Voor de behandeling van een plasmocytoom wordt, indien mogelijk, bestraling gebruikt als primaire vorm van behandeling. Uit onderzoek is gebleken dat in slechts 12 procent van alle gevallen bij patiënten die lokale bestraling kregen, de tumor zich opnieuw ontwikkelde. Daarentegen was dit percentage 60 procent bij patiënten bij wie de tumor niet werd bestraald.
In tegenstelling tot andere tumorvormen is een operatie bij een plasmacytoom zelden nodig . Een operatie wordt meestal alleen uitgevoerd als de tumor structurele instabiliteit of misvormingen in het bot heeft veroorzaakt. Na het succesvol verwijderen van deze misvormingen volgt in de meeste gevallen radiotherapie.
Zogenaamde adjuvante chemotherapie als aanvullende of preventieve maatregel voor een plasmocytoom is volgens studies omstreden. Terwijl sommige studies aantonen dat van adjuvante chemotherapie geen behandelingsresultaten te verwachten zijn, tonen andere studies aan dat adjuvante chemotherapie de mogelijke verdere ontwikkeling van het plasmacytoom tot multipel myeloom vertraagt of zelfs voorkomt.
Wat is de vervolgbehandeling van een plasmacytoom?

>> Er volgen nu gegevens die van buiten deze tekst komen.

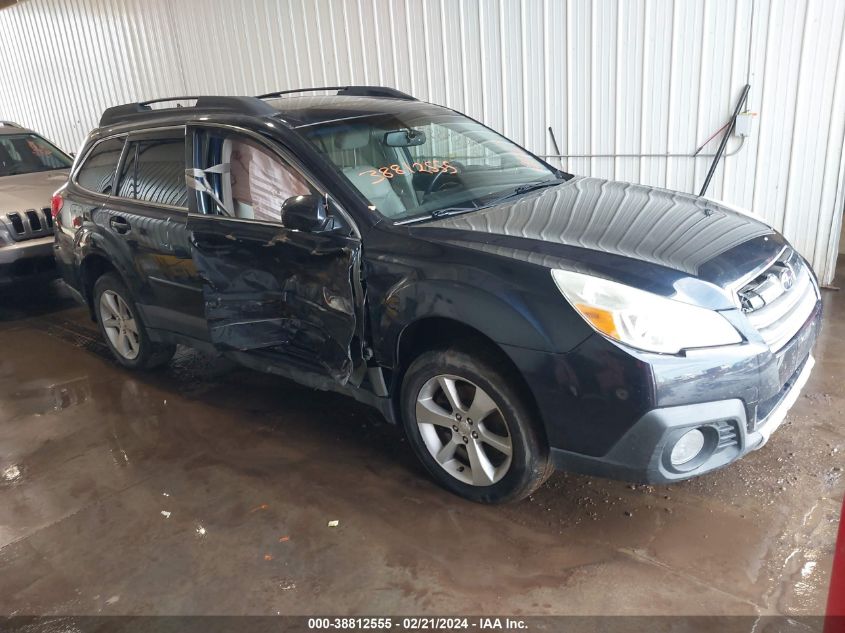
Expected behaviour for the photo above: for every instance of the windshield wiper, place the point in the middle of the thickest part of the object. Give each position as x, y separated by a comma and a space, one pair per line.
438, 214
445, 213
517, 191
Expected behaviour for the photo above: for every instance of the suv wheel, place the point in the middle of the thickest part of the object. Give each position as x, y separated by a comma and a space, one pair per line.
471, 429
123, 329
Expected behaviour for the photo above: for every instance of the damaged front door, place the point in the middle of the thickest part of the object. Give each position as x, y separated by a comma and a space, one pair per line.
282, 292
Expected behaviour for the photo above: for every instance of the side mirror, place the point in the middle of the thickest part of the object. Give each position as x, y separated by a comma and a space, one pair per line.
305, 213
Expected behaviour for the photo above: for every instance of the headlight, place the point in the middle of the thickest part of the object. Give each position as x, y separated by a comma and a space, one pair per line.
642, 319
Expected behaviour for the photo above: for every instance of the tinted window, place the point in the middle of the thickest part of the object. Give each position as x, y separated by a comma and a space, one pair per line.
28, 153
97, 172
411, 164
154, 171
126, 189
253, 183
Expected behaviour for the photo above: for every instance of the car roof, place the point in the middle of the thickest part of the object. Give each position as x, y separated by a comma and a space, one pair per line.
9, 127
301, 111
291, 107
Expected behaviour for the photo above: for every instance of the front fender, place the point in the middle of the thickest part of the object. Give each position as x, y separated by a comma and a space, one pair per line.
504, 313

Het wordt aanbevolen dat patiënten met een plasmocytoom gedurende een jaar na de behandeling elke vier tot zes maanden hun bloed- en urine-eiwitgehalte en hun creatinine- en calciumgehalte laten controleren. Na een jaar is een jaarlijkse bloed- en urinecontrole meestal voldoende . Als er onregelmatigheden worden gevonden, is een botonderzoek door middel van een PET/CT-scan van het hele lichaam en/of een MRI-scan van de wervelkolom ook nuttig.

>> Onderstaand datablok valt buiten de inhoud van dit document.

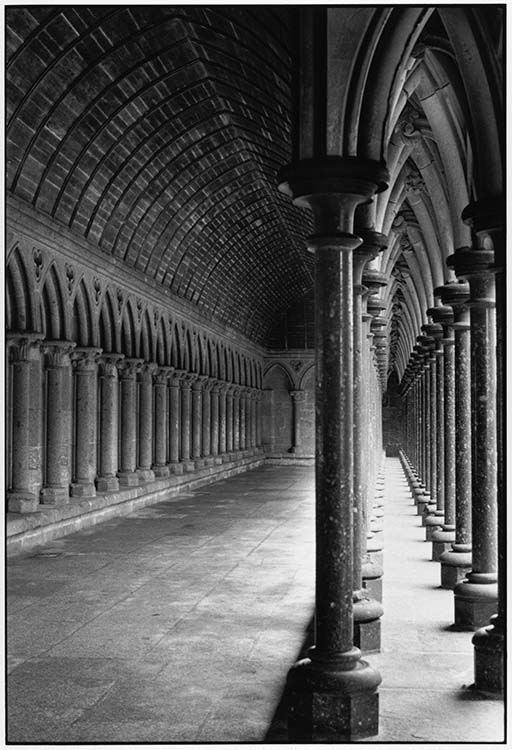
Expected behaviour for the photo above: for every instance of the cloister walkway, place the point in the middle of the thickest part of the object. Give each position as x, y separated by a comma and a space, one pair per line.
179, 622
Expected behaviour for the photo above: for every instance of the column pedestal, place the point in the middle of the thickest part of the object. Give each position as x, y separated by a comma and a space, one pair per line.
333, 694
58, 423
22, 497
85, 367
108, 461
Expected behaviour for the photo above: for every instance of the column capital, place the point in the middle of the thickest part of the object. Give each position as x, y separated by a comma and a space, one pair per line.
298, 395
175, 377
147, 370
332, 187
187, 378
162, 373
23, 343
85, 357
58, 352
108, 363
199, 382
130, 367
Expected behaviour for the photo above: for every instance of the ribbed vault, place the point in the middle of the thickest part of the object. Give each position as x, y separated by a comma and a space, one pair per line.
155, 132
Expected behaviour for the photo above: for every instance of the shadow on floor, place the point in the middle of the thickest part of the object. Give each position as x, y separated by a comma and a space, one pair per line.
278, 729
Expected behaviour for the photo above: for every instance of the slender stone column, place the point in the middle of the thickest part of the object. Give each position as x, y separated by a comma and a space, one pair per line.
455, 563
145, 452
259, 430
476, 598
109, 406
254, 419
186, 421
434, 513
488, 221
175, 422
366, 611
24, 353
229, 420
128, 476
85, 368
333, 693
443, 538
197, 419
206, 437
243, 418
298, 398
218, 421
58, 422
236, 419
160, 380
222, 419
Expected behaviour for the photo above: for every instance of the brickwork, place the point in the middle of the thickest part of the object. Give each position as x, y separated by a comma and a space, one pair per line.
156, 133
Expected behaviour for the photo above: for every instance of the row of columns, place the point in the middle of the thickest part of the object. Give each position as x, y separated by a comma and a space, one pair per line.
332, 694
453, 402
90, 421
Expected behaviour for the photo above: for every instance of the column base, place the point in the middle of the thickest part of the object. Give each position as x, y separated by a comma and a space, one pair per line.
54, 496
432, 524
366, 619
128, 479
21, 502
441, 542
475, 604
107, 484
175, 468
146, 475
83, 490
372, 579
489, 659
454, 567
330, 702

Wat is de prognose voor een plasmocytoom?
Bij de prognose van een plasmocytoom spelen een aantal factoren een rol. Deze omvatten bijvoorbeeld het gehalte aan albumine in het bloed. Gemiddeld leven patiënten met een plasmocytoom tien jaar. Bijna 75 procent van alle getroffenen leeft nog vijf jaar, terwijl 45 procent na tien jaar nog in leven is.
In ongeveer 50 tot 60 procent van alle gevallen kan het solitaire plasmacytoom zich ondanks radiotherapie ontwikkelen tot een multipel myeloom (terugkerende vorm).